Tre mesi di disdetta e mensilità supplementari; ma i tagli (circa 65 impieghi) restano inevitabili
Si è conclusa la fase di consultazione riguardante la crisi della Bally di Caslano, recentemente comprata dal fondo di investimento americano Regent Lp, e dove sono prospettati circa 65 licenziamenti. Le trattative tra la dirigenza e i lavoratori, rappresentati da due commissioni e accompagnati dal sindacato Ocst, sono scaturite nella messa a punto di un piano sociale per chi verrà toccato dalle disdette. In particolare, vengono assicurati un termine di disdetta di tre mesi per tutte le maestranze, e una buonuscita pari a ulteriori tre mensilità, questo anche in caso di partenze anticipate.
Si tratta di un consistente ‘dimagrimento’ per la Bally, che a Caslano impiega 95 persone nell'area produzione e altre 167 nell'area uffici: 262 impiegati dei 306 attivi complessivamente in Svizzera. Il motivo di questa misura viene spiegato con il calo degli affari pari a 26% nel giro di un anno: hanno particolarmente inciso le difficoltà in un mercato-chiave come quello cinese, che rappresenta il 40% del fatturato.

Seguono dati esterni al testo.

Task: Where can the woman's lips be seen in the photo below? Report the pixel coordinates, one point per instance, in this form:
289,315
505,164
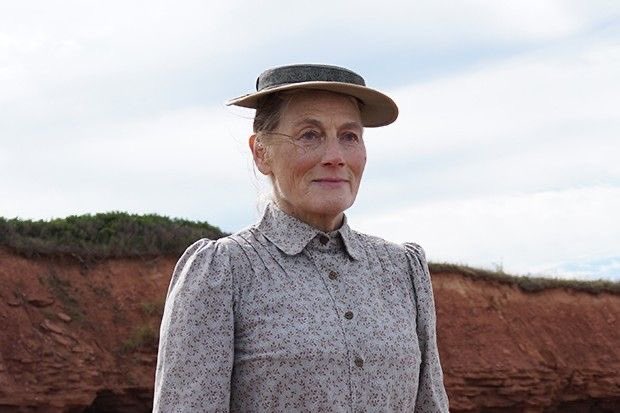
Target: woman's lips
330,182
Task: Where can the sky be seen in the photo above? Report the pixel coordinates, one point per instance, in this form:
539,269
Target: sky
504,155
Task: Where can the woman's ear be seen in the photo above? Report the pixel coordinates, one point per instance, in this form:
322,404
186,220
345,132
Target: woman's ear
259,153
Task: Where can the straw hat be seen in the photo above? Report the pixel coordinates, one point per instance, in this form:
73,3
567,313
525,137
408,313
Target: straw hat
377,108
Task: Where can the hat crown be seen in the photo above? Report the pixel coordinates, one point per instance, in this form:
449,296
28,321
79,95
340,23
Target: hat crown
306,73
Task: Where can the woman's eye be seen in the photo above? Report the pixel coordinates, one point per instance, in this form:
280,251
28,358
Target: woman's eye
350,137
310,136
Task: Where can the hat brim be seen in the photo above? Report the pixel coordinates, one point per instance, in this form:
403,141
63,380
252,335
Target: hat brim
378,109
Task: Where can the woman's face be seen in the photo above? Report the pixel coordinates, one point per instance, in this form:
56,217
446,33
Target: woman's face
316,157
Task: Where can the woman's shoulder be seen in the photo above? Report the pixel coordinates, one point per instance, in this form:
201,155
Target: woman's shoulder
393,248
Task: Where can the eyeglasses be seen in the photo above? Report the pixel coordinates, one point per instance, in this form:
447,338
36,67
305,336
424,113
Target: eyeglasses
313,139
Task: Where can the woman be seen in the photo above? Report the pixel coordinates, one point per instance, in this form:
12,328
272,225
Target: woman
299,312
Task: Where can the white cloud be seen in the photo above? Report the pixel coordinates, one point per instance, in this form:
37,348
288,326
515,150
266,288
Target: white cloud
109,106
525,233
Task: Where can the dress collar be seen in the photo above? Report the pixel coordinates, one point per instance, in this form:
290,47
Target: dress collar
291,235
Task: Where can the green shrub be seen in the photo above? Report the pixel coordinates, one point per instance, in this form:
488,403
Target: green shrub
113,234
529,283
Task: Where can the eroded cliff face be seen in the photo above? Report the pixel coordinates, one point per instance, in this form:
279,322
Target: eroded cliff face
81,337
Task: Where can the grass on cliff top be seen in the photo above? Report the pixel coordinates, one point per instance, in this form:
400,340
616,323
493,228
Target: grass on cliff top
118,234
104,235
529,283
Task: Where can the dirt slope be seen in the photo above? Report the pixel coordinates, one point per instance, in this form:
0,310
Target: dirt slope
81,337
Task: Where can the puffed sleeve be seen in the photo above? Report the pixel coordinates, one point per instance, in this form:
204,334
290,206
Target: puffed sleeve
195,358
431,391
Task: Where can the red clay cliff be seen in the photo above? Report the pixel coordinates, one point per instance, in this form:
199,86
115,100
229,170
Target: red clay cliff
81,337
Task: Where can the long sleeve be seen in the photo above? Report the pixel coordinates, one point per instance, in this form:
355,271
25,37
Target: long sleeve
431,392
196,347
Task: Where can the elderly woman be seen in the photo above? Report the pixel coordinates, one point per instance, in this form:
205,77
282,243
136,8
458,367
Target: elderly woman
299,312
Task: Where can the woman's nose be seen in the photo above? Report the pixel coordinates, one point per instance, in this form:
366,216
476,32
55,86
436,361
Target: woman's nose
333,152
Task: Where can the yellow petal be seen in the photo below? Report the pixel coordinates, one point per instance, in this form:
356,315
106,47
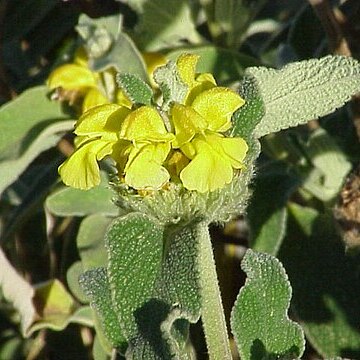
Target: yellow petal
145,124
101,119
72,77
203,82
145,171
93,97
217,106
187,122
207,171
186,65
81,169
233,149
81,58
176,163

Non è per contro stato possibile contenere il numero di licenziamenti. «Noi ci siamo dovuti concentrare principalmente sulle misure di accompagnamento, perché la società conferma la necessità di dimagrire per un costo complessivo pari a 65 impieghi. Il problema nasce da lontano, e che ora si scontra con un fattore oggettivo, come la chiusura del mercato cinese» ci spiega Paolo Coppi del sindacato Ocst. «Il management si sta impegnando per mantenere la presenza del marchio in Ticino, e questo lo abbiamo percepito. Del resto il made in Switzerland ha comunque un suo appeal, specialmente per Bally che è una società svizzera». I tagli riguarderanno sia la parte produttiva che quella degli uffici; il numero esatto degli stessi non è ancora stato precisato.